The second method takes a different route. It studies muonic hydrogen, an atom where the electron is replaced by a muon. Because the muon is much heavier, it orbits much closer to the proton. This makes the energy levels of the atom more sensitive to the proton’s size. By measuring small shifts in these energy levels, known as the Lamb shift, the proton radius can be extracted.

Both methods are well understood but lead to different answers. As shown in the figure, there is also a discrepancy of the proton electric form factor determined by different experiments.

This is where the AMBER experiment at CERN comes in. It approaches the problem from a different angle by combining elements of both techniques: Instead of electrons, AMBER uses a high-energy muon beam from the M2 beamline of the SPS. These muons scatter off a hydrogen target. As in electron scattering, the key observable is the scattering angle. From this, the proton’s electric form factor can be determined across a wide range of momentum transfer.

Using muons changes the experimental conditions in important ways: Muons are less affected by multiple scattering as they pass through matter. They also produce smaller radiative corrections. In practice, this means fewer distortions to account for and a more direct connection between what is measured and what is inferred.

The Proton Radius Measurement (PRM) at AMBER will run from March to August 2026. It is the final measurement planned before the Long Shutdown 3. A beam test in November 2025 confirmed that the full system can operate stably under realistic conditions.

Reaching the required precision has required targeted upgrades across the detector.

Target

The measurement focuses on very small momentum transfers, where the sensitivity to the proton radius is highest. This requires a dense and well-controlled target. AMBER uses high-pressure hydrogen.

At the same time, the recoil proton must be detected to identify the interaction. For this reason, the target is not passive. The hydrogen fills a Time Projection Chamber, which acts both as the interaction medium and as a detector. This system operates between 4 and 20 bar, allowing different kinematic regions to be explored.

Vertex tracking

To determine the scattering angle precisely, the point where the interaction occurs must be known with high accuracy. This is handled by four Unified Tracking Stations placed around the target.

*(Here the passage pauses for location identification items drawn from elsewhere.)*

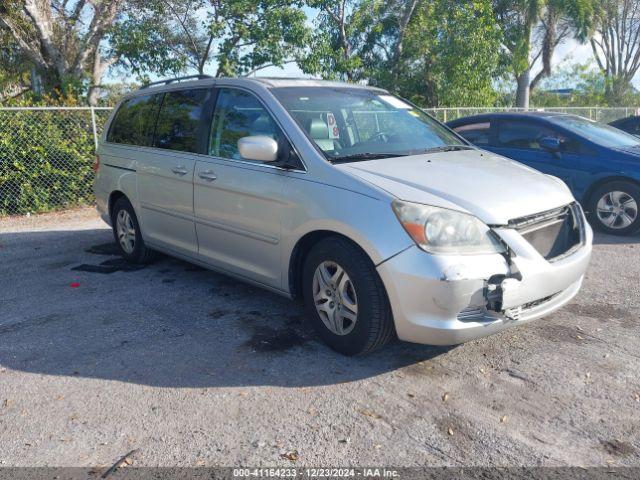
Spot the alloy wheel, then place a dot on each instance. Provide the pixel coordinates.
(126, 231)
(617, 210)
(334, 297)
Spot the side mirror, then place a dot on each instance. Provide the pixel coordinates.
(550, 144)
(258, 147)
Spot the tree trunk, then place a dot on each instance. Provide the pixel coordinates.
(522, 93)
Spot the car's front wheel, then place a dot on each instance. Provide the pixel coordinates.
(127, 234)
(614, 208)
(345, 298)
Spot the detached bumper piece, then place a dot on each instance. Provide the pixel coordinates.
(450, 299)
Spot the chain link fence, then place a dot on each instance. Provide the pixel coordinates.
(46, 157)
(47, 153)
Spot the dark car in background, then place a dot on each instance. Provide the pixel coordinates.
(599, 163)
(628, 124)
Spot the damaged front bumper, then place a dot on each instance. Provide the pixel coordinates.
(451, 299)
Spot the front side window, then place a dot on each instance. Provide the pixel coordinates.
(238, 114)
(179, 120)
(525, 135)
(477, 133)
(134, 122)
(604, 135)
(348, 124)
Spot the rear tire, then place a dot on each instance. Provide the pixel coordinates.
(613, 208)
(127, 233)
(338, 281)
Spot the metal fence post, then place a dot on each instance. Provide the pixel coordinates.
(95, 128)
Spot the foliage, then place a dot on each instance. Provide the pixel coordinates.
(587, 87)
(450, 56)
(45, 156)
(61, 40)
(46, 161)
(435, 52)
(241, 36)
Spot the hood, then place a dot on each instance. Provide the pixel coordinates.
(491, 187)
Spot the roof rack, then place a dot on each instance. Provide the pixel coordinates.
(178, 79)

Each station combines scintillating fibre detectors with silicon pixel sensors based on ALPIDE technology. Together, they provide both timing and position information, allowing the interaction vertex to be reconstructed event by event.

Muon tracking

After scattering, the muon continue their way through the spectrometer. Their paths are measured, or tracked, by several tracking detectors, including Multi-Wire Proportional Chambers with upgraded electronics and Gas Electron Multipliers. Additional fibre detectors provide timing along the trajectory.

Photons emitted by the muon are detected in an electromagnetic calorimeter. These emissions must be measured, as they affect the reconstruction and need to be corrected.

Data acquisition

All detector systems are integrated into FriDAQ, a triggerless data acquisition system. Instead of selecting events in advance, the system records a continuous stream of data. This makes it possible to operate at the high rates delivered by the M2 beamline.

New detectors were designed to fit this architecture directly. Existing systems have been adapted to work within the same framework.